Step 1: Understanding the Concept:
A rotating loop in a magnetic field experiences a change in magnetic flux, which induces an EMF according to Faraday's Law. This induced EMF produces a current, leading to power dissipation in the resistance of the wire.
Step 2: Key Formula or Approach:
1. Magnetic Flux: \( \phi = \vec{B} \cdot \vec{A} = BA \cos \theta \).
2. Induced EMF: \( e = -\frac{d\phi}{dt} \).
3. Instantaneous Power: \( P = \frac{e^2}{R} \).
4. Average (Mean) Power: \( P_{avg} = \frac{1}{T} \int_{0}^{T} P dt \).
Step 3: Detailed Explanation:
The area of the semi-circular loop is \( A = \frac{\pi r^2}{2} \).
The loop rotates with angular velocity \( \omega \), so the angle is \( \theta = \omega t \).
Flux \( \phi = B \left( \frac{\pi r^2}{2} \right) \cos(\omega t) \).
Induced EMF \( e = -\frac{d\phi}{dt} = B \left( \frac{\pi r^2}{2} \right) \omega \sin(\omega t) \).

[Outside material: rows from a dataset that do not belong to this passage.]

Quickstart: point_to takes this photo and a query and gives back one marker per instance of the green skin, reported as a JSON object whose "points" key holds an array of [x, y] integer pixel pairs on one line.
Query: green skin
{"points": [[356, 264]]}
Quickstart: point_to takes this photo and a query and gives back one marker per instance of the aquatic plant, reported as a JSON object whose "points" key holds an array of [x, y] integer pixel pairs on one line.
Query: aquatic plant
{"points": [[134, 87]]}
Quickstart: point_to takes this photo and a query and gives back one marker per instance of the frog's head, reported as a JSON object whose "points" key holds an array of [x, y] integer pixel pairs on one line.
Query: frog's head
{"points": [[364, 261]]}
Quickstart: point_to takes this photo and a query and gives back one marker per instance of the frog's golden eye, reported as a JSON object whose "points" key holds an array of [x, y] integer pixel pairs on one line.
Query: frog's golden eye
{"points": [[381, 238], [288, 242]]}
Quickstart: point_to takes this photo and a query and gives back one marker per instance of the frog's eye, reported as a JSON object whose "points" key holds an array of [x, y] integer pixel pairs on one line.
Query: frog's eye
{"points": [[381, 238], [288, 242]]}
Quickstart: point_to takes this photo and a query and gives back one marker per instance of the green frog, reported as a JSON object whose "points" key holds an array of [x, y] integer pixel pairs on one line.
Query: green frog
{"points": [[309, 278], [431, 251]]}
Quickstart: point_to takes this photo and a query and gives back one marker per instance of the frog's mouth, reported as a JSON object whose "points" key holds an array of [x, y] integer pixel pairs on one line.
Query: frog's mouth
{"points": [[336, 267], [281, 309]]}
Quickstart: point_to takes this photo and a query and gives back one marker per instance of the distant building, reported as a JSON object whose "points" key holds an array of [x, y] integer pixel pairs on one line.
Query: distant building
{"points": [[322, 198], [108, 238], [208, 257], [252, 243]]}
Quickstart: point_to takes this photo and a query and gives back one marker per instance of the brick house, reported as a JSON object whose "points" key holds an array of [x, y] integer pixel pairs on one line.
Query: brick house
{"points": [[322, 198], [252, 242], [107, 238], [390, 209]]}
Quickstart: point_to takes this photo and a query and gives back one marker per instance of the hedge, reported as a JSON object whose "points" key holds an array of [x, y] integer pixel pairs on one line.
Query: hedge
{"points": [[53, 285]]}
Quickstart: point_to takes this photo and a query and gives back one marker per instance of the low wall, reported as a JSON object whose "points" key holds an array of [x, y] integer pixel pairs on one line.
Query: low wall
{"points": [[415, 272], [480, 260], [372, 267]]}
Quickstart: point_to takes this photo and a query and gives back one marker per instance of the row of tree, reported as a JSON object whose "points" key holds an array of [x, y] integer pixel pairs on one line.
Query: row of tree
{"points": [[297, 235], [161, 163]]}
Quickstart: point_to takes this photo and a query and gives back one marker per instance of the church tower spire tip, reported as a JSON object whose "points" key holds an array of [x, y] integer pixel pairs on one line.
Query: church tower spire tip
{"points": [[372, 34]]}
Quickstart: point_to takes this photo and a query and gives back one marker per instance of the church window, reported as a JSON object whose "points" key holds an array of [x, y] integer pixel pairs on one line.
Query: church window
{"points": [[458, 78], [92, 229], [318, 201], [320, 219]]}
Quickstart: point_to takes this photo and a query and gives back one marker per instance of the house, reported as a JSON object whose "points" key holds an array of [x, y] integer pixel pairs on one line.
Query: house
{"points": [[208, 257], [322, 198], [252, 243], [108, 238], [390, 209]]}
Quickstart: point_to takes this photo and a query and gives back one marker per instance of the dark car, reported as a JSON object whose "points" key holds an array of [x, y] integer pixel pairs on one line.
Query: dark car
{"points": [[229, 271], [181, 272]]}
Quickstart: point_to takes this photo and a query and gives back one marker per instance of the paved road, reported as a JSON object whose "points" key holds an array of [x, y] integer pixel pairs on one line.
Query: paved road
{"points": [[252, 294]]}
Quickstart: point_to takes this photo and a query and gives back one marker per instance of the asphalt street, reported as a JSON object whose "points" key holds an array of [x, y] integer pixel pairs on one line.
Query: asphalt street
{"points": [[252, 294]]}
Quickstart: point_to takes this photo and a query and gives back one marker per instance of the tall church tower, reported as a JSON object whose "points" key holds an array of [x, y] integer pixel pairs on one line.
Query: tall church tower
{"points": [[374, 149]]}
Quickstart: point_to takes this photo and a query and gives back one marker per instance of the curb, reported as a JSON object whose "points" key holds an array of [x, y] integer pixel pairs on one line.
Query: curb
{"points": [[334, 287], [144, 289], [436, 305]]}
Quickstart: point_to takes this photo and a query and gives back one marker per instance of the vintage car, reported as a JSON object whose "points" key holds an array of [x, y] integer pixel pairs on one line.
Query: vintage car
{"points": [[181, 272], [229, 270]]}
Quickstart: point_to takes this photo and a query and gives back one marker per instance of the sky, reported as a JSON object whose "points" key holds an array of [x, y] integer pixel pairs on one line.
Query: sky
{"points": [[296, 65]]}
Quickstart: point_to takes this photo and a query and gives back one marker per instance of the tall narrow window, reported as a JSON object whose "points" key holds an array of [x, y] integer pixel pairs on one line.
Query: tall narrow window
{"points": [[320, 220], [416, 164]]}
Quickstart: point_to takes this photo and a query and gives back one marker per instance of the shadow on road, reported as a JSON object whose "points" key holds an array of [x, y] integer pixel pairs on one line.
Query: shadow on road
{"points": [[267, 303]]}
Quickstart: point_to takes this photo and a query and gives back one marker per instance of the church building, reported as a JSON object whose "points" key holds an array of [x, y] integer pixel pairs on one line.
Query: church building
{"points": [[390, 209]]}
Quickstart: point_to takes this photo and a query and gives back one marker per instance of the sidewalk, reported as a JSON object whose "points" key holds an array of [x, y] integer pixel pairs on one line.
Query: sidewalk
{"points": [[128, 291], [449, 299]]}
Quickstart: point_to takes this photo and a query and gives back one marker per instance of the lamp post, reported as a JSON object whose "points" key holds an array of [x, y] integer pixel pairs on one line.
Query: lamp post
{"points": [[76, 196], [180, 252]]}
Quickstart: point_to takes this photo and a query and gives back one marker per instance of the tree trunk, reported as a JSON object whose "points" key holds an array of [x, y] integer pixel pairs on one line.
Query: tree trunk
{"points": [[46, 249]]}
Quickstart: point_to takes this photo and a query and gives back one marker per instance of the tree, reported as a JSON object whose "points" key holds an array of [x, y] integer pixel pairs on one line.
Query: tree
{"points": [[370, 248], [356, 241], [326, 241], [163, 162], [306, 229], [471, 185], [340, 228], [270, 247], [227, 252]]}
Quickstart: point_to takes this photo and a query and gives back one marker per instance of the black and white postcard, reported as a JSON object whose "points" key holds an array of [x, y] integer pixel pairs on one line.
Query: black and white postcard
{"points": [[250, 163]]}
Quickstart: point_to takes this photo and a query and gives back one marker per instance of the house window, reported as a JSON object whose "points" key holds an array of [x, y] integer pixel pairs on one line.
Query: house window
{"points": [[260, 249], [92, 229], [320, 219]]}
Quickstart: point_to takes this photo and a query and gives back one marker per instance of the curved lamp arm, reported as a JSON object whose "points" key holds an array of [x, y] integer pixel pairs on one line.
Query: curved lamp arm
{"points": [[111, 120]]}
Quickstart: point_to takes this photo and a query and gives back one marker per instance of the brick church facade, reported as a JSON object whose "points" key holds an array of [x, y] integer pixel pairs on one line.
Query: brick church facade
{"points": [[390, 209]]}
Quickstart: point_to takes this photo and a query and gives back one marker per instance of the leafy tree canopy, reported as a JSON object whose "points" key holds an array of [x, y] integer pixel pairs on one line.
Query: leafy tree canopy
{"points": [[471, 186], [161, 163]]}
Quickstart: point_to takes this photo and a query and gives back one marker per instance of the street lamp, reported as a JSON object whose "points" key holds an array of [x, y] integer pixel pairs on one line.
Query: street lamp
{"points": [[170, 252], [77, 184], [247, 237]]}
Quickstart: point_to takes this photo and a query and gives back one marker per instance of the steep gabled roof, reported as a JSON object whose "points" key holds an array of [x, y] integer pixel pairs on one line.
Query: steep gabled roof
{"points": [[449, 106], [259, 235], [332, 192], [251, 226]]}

Instantaneous Power \( P_{ins} = \frac{e^2}{R} = \frac{(B \pi r^2 \omega / 2)^2 \sin^2(\omega t)}{R} = \frac{(B \pi r^2 \omega)^2}{4R} \sin^2(\omega t) \).
To find the mean power over a period, we use the fact that the average value of \( \sin^2(\omega t) \) over one complete cycle is \( \frac{1}{2} \).
\[ P_{avg} = \frac{(B \pi r^2 \omega)^2}{4R} \times \text{Average}(\sin^2 \omega t) = \frac{(B \pi r^2 \omega)^2}{4R} \times \frac{1}{2} \]
\[ P_{avg} = \frac{(B \pi r^2 \omega)^2}{8R} \]
Comparing this with the given form \( \frac{(B\pi r^2 \omega)^2}{xR} \), we find \( x = 8 \).
Step 4: Final Answer:
The value of x is 8.